Now that the stateless autoconfiguration process is complete, we see that our CentOS host has the three addresses that we expect:
- An address on the FDE4:8DBA:82E1:2::/64 subnet
- An address on the FDE4:8DBA:82E1:1::/64 subnet
- A link-local address with the FE80::/10 prefix
Notice that each address ends in the EUI-64 identifier for the host’s MAC address: a00:27FF:FE4D:CD1A. Earlier, we mentioned privacy extensions designed to randomize the interface identifier in an IPv6 address. This functionality is disabled by default on our CentOS host, according Red Hat documentation about the IPV6_PRIVACY interface configuration option.
The IPv6 stateless address autoconfiguration process enables a host to assign itself an IPv6 address with minimal configuration on the host and infrastructure devices. This process results in complete address configuration, including the configuration of link-local and global addresses with duplicate address detection to ensure that no IP address conflicts occur on the local network. This process involves a well defined series of packets that enable the rapid use of IPv6 on a network segment.
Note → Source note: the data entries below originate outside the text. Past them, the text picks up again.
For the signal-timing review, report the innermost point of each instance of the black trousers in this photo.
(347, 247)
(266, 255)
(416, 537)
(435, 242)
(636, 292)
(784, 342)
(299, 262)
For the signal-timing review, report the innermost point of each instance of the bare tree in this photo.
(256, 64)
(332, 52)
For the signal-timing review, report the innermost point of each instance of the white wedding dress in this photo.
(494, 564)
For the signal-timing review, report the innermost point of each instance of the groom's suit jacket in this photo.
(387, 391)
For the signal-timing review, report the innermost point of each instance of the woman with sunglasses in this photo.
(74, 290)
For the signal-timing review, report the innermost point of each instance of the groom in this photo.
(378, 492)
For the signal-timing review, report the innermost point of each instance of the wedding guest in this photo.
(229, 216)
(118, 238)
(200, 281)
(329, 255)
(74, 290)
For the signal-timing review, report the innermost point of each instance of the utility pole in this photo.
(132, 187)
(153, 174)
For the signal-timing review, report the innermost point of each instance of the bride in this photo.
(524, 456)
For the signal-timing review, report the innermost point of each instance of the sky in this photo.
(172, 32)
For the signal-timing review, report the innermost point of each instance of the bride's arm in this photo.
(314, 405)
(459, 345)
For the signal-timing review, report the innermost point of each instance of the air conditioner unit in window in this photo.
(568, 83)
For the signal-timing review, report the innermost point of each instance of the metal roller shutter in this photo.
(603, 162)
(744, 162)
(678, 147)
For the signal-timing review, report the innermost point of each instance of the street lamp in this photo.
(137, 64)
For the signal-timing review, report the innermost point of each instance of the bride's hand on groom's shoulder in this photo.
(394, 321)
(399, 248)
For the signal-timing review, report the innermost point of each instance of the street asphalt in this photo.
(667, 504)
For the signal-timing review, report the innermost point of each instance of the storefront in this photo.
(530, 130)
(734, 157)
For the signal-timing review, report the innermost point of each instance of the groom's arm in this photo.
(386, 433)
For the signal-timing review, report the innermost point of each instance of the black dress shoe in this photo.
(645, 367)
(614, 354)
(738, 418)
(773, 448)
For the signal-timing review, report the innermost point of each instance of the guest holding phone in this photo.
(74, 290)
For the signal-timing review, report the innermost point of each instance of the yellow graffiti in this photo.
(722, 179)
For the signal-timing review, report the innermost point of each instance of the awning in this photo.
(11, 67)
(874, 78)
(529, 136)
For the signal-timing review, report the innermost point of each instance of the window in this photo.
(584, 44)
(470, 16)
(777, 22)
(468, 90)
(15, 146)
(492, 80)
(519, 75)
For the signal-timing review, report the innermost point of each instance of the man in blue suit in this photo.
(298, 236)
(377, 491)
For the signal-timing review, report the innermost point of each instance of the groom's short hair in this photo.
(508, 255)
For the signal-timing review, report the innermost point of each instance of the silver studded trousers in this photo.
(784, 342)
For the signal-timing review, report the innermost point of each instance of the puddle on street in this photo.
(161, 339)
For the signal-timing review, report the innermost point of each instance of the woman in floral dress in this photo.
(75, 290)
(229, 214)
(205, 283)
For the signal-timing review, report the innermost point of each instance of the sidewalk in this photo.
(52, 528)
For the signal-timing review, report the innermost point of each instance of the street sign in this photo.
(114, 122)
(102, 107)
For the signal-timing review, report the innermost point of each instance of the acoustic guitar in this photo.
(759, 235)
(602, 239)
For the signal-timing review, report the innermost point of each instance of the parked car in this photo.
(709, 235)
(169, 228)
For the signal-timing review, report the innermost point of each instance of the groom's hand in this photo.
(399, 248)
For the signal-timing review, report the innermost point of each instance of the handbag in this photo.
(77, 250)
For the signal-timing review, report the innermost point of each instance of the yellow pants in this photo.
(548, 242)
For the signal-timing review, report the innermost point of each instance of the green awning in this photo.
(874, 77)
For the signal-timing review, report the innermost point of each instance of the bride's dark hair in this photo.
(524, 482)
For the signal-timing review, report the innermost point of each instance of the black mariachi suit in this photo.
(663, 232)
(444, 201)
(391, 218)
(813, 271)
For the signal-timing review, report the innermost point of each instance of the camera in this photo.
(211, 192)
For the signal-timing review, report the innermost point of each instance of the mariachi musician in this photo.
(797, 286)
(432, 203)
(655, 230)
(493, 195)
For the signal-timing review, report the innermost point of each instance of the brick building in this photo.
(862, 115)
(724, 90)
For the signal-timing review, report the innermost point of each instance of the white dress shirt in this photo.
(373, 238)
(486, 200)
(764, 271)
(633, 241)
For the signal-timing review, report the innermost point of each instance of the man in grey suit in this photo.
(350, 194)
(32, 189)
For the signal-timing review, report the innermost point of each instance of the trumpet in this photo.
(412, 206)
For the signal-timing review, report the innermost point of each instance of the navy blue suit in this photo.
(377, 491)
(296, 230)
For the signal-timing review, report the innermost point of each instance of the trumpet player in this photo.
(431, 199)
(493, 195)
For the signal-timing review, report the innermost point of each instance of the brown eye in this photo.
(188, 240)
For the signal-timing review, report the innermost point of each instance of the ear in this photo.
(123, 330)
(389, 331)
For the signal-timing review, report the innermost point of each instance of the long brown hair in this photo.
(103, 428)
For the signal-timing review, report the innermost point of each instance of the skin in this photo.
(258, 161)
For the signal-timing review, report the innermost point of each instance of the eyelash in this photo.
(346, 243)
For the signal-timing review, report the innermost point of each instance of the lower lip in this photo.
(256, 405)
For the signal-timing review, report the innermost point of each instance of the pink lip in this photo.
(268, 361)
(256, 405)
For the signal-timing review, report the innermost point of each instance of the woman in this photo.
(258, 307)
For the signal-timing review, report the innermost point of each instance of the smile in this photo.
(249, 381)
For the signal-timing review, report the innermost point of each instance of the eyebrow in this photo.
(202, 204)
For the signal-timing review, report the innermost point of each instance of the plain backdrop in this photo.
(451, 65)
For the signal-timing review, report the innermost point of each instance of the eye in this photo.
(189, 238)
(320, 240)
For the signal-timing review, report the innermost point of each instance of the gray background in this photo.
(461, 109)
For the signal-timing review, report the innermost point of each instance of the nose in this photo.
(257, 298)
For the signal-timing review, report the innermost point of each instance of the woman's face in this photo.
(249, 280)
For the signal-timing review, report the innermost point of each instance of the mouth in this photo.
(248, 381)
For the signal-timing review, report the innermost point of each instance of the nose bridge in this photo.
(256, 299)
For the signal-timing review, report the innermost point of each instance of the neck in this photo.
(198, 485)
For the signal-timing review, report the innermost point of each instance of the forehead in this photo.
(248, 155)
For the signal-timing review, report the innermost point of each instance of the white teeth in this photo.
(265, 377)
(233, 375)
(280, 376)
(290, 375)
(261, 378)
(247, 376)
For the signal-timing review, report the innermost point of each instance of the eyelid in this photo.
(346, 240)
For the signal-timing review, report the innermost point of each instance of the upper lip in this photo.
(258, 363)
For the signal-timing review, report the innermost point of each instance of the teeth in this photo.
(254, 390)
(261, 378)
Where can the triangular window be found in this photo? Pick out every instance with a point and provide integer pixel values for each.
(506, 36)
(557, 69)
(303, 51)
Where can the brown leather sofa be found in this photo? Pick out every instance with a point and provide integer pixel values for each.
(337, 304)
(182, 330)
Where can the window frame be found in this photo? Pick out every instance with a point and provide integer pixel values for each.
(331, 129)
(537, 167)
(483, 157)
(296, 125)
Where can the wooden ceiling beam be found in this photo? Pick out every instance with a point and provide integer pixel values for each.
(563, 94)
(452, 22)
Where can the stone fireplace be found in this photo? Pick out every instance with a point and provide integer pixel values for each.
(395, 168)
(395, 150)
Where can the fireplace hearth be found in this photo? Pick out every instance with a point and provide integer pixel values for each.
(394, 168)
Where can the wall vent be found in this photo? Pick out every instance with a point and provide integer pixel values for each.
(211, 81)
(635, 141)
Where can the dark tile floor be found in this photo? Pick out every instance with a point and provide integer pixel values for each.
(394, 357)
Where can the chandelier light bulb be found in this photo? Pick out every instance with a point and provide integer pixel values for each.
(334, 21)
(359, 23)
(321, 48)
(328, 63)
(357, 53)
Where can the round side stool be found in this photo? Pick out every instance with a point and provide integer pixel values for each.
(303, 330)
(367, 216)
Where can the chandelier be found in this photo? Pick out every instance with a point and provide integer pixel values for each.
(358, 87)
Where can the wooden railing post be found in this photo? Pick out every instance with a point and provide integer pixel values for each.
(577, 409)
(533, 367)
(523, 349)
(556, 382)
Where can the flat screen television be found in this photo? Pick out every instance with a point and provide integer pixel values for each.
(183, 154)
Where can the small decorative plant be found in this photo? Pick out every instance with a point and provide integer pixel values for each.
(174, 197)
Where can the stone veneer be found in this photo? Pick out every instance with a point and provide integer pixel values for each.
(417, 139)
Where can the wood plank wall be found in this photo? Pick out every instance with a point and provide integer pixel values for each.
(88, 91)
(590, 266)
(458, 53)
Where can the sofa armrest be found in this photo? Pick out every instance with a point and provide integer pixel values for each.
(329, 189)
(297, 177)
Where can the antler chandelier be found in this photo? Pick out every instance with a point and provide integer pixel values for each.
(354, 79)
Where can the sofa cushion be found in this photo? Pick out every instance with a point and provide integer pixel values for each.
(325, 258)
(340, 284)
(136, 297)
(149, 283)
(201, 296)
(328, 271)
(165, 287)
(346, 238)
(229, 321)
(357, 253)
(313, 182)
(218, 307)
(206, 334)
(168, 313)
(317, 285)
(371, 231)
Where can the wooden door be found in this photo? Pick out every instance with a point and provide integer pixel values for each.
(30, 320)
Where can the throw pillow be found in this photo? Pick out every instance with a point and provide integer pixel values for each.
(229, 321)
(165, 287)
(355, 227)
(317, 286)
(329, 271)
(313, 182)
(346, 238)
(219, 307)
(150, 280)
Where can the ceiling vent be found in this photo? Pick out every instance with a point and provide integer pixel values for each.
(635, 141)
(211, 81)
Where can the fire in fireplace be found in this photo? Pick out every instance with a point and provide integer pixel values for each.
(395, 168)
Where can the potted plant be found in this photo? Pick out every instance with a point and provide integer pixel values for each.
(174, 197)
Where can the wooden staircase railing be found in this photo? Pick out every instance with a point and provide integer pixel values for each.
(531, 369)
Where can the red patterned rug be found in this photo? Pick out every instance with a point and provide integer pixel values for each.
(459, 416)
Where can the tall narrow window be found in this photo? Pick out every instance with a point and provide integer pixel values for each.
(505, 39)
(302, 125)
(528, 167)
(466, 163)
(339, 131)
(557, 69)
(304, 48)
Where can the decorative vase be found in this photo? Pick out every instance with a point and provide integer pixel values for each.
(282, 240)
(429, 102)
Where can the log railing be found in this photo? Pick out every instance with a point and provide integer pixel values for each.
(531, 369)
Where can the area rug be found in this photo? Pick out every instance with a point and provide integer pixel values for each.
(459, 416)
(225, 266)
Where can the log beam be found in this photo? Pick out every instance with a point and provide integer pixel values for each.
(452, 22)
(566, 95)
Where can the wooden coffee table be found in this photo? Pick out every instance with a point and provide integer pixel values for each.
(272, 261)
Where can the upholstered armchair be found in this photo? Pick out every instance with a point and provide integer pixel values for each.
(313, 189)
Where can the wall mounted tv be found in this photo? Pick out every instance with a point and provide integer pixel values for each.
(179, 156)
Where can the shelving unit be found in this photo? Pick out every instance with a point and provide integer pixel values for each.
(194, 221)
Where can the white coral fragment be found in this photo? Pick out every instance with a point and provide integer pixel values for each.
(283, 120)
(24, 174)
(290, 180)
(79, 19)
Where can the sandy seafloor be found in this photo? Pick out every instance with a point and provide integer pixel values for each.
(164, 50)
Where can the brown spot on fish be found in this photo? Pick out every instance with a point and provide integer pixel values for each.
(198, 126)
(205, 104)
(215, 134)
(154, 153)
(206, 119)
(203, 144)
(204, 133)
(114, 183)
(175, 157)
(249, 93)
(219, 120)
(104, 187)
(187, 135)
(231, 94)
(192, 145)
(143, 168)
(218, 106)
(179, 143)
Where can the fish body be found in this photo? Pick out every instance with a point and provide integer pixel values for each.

While troubleshooting autoconfiguration issues in packet detail will (hopefully) be a rare administrative task, a packet-level understanding of this process can help us understand and appreciate some of the goals of IPv6. While autoconfiguration can be a useful tool for fast network deployment, many administrators choose to disable it due to security concerns. However, a through understanding of this process can provide a useful foundation for understanding the other IPv6 protocols and algorithms that enable an IPv6 network deployment.